Uber Italy: condanniamo il caporalato
«Uber Eats ha messo la propria piattaforma a disposizione di utenti, ristoranti e corrieri negli ultimi 4 anni in Italia nel pieno rispetto di tutte le normative locali. Condanniamo ogni forma di caporalato attraverso i nostri servizi in Italia». È la replica di Uber Italy. «Inoltre – prosegue la nota – partecipiamo attivamente al dibattito sulle regolamentazioni che crediamo potranno dare al settore del food delivery la sicurezza legale necessaria per prosperare in Italia. Continueremo a lavorare per essere un vero partner di lungo termine in Italia». Belle parole alle quali finora i magistrati milanesi sembrano credere molto poco. Assieme alla posizione di Uber Italy ci sarà da chiarire il ruolo e le condotte delle numerose società di intermediazione che lavoravano per il gruppo, reclutando personale che, sostengono i giudici, veniva poi trattato come schiavi.

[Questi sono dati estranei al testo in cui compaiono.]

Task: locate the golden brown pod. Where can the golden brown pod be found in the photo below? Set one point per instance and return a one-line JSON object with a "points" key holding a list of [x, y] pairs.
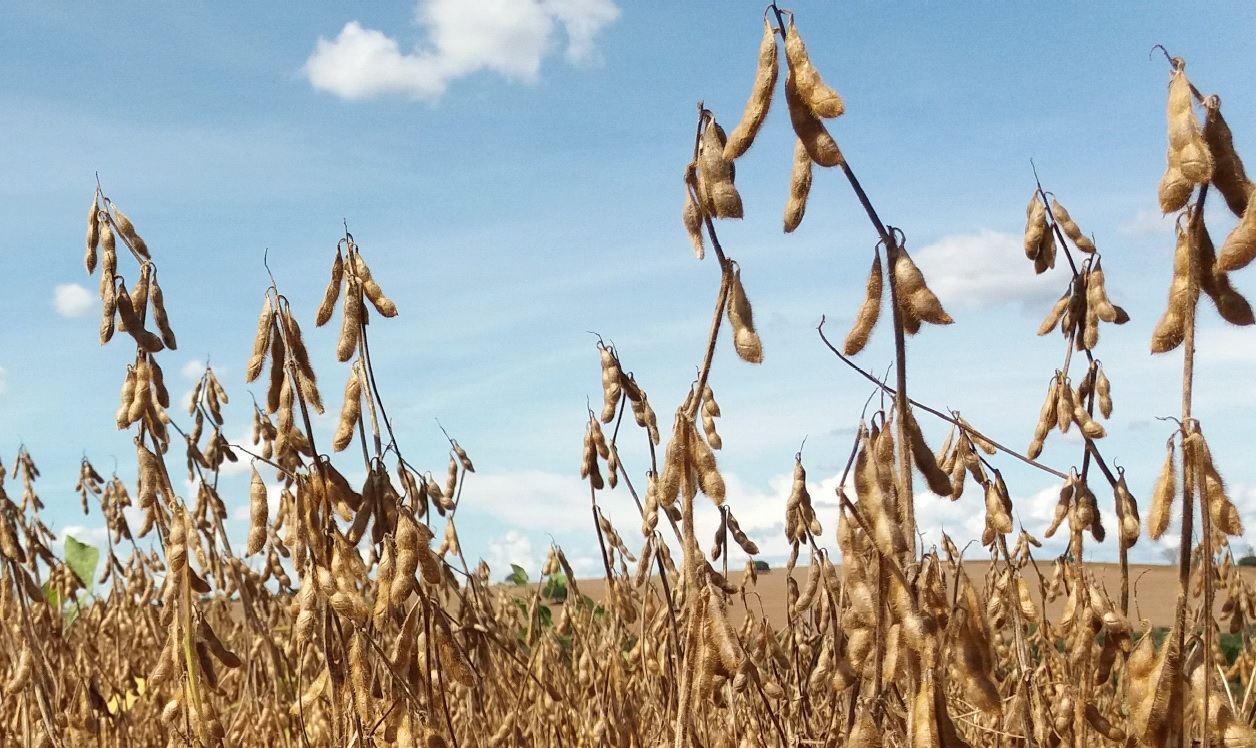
{"points": [[261, 340], [160, 318], [820, 99], [256, 513], [1163, 495], [383, 304], [1221, 510], [799, 187], [93, 235], [133, 326], [333, 291], [1240, 247], [1103, 388], [1231, 305], [741, 316], [1035, 226], [1228, 176], [868, 311], [715, 176], [128, 231], [809, 129], [692, 217], [1187, 148], [937, 478], [349, 412], [1070, 227], [760, 98], [1183, 294], [351, 325], [914, 296]]}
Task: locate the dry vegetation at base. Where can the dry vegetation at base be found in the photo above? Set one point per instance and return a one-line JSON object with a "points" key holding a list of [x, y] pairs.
{"points": [[1156, 584], [366, 625]]}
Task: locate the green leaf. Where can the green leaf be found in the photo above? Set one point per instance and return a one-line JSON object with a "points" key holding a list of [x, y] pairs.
{"points": [[518, 576], [53, 596], [555, 589], [82, 559]]}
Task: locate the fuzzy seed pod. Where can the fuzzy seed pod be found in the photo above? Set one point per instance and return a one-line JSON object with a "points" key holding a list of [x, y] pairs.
{"points": [[1183, 294], [997, 505], [1053, 318], [278, 374], [692, 219], [799, 187], [160, 318], [128, 231], [351, 326], [1128, 511], [819, 98], [408, 549], [133, 325], [261, 341], [1240, 247], [1097, 296], [302, 358], [1228, 176], [1035, 226], [349, 412], [808, 127], [383, 304], [1187, 148], [702, 459], [868, 313], [1163, 495], [612, 383], [256, 513], [1103, 388], [715, 176], [937, 480], [914, 298], [1092, 428], [1222, 512], [93, 235], [741, 316], [760, 98], [333, 291], [1174, 188], [1070, 227], [1231, 305]]}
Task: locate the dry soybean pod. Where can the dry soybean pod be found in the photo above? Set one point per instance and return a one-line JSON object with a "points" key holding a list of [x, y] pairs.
{"points": [[333, 291], [868, 311], [820, 99], [741, 316], [809, 129], [760, 98], [715, 175], [1228, 176], [799, 187]]}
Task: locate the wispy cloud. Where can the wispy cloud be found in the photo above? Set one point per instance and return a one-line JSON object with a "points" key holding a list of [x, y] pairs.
{"points": [[1148, 222], [72, 300], [982, 269], [506, 37]]}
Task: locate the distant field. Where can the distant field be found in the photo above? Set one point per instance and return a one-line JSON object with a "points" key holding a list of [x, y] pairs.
{"points": [[1156, 589]]}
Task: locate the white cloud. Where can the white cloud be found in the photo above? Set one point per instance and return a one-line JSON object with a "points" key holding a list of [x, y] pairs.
{"points": [[506, 37], [72, 300], [513, 547], [1147, 222], [192, 369], [984, 269]]}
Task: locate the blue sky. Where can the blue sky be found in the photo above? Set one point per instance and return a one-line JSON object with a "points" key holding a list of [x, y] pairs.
{"points": [[513, 173]]}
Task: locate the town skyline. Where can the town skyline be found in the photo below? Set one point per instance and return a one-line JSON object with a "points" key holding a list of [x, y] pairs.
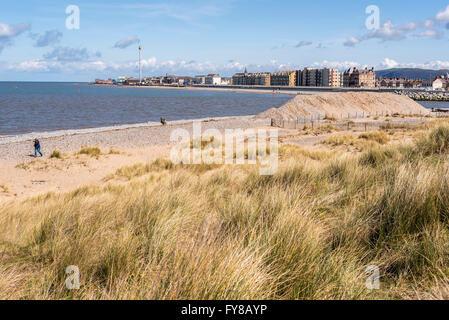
{"points": [[216, 37]]}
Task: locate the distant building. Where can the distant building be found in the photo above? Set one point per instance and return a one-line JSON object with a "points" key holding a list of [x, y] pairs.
{"points": [[330, 78], [199, 79], [355, 78], [121, 80], [132, 81], [398, 83], [251, 79], [283, 78], [225, 81], [440, 84], [311, 78], [213, 79], [100, 81]]}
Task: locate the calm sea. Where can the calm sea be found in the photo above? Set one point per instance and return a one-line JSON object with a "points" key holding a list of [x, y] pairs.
{"points": [[27, 107], [37, 107]]}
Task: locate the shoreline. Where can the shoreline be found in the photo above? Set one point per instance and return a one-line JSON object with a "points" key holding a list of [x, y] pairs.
{"points": [[18, 138], [220, 89], [122, 138]]}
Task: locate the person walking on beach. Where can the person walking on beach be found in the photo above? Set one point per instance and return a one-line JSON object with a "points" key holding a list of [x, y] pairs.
{"points": [[37, 148]]}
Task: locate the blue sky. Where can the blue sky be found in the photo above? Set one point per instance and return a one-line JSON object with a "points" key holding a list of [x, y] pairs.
{"points": [[205, 36]]}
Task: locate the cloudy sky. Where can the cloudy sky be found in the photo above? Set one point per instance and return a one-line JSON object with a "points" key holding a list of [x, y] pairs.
{"points": [[205, 36]]}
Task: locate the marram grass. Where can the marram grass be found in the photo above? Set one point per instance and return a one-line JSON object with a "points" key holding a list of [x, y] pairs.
{"points": [[225, 232]]}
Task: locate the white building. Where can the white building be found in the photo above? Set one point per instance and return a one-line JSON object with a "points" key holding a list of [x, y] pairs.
{"points": [[330, 78], [213, 79], [199, 79], [440, 84]]}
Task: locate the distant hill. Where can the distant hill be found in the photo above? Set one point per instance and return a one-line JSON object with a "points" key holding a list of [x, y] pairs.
{"points": [[410, 73]]}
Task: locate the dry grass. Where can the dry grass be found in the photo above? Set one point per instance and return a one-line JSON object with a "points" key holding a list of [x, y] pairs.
{"points": [[377, 136], [56, 154], [93, 152], [225, 232]]}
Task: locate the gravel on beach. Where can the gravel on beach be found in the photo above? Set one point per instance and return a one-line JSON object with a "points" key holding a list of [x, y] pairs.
{"points": [[120, 139]]}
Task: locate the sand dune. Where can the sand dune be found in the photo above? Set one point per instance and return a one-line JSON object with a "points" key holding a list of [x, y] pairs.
{"points": [[340, 105]]}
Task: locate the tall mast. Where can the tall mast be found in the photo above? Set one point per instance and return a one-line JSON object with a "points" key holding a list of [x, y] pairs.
{"points": [[140, 64]]}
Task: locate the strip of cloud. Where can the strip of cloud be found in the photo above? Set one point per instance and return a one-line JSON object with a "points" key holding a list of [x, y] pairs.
{"points": [[430, 33], [443, 15], [391, 32], [341, 65], [50, 37], [189, 12], [303, 44], [10, 31], [388, 63], [351, 42], [67, 54], [125, 43]]}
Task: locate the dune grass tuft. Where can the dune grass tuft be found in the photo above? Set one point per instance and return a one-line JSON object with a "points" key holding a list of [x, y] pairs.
{"points": [[307, 232]]}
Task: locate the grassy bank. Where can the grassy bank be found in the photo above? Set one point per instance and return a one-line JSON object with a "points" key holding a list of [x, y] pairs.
{"points": [[225, 232]]}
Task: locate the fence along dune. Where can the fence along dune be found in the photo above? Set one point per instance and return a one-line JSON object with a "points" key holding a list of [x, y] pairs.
{"points": [[340, 105]]}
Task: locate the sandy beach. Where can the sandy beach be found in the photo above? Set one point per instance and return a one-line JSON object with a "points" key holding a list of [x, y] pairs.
{"points": [[22, 175]]}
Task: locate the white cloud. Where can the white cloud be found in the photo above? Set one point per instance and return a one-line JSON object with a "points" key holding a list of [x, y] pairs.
{"points": [[443, 15], [388, 64], [341, 65], [48, 38], [436, 65], [67, 54], [10, 31], [389, 32], [125, 43], [430, 33], [351, 42], [303, 44]]}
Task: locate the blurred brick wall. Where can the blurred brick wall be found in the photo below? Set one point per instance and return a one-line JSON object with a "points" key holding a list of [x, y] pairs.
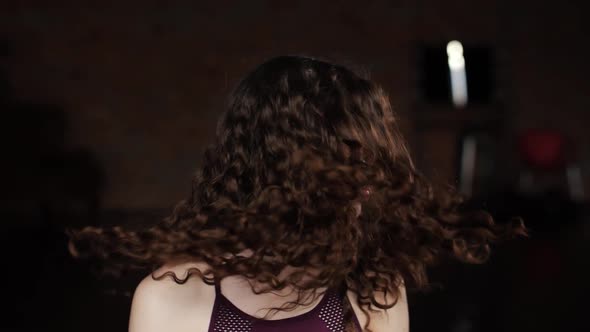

Leggi anche: Chi sono i rider a Milano? L’identikit nella ricerca dell’Università degli Studi
«Datori di lavoro senza scrupoli
La società che lavorava per conto di Uber Italy avrebbe attuato la strategia di procurare lavoratori provenienti da «zone conflittuali del pianeta (Mali, Nigeria, Costa d’Avorio, Gambia, Guinea, Pakistan, Bangladesh e altri) e la cui vulnerabilità è segnata da anni di guerre e povertà alimentare», si legge nel decreto. Una strategia in quanto il «forte isolamento sociale in cui vivono questi lavoratori» offre «l’opportunità di reperire lavoro a bassissimo costo, poiché si tratta di persone disposte a tutto per sopravvivere, sfruttate e discriminate da datori di lavoro senza scrupoli».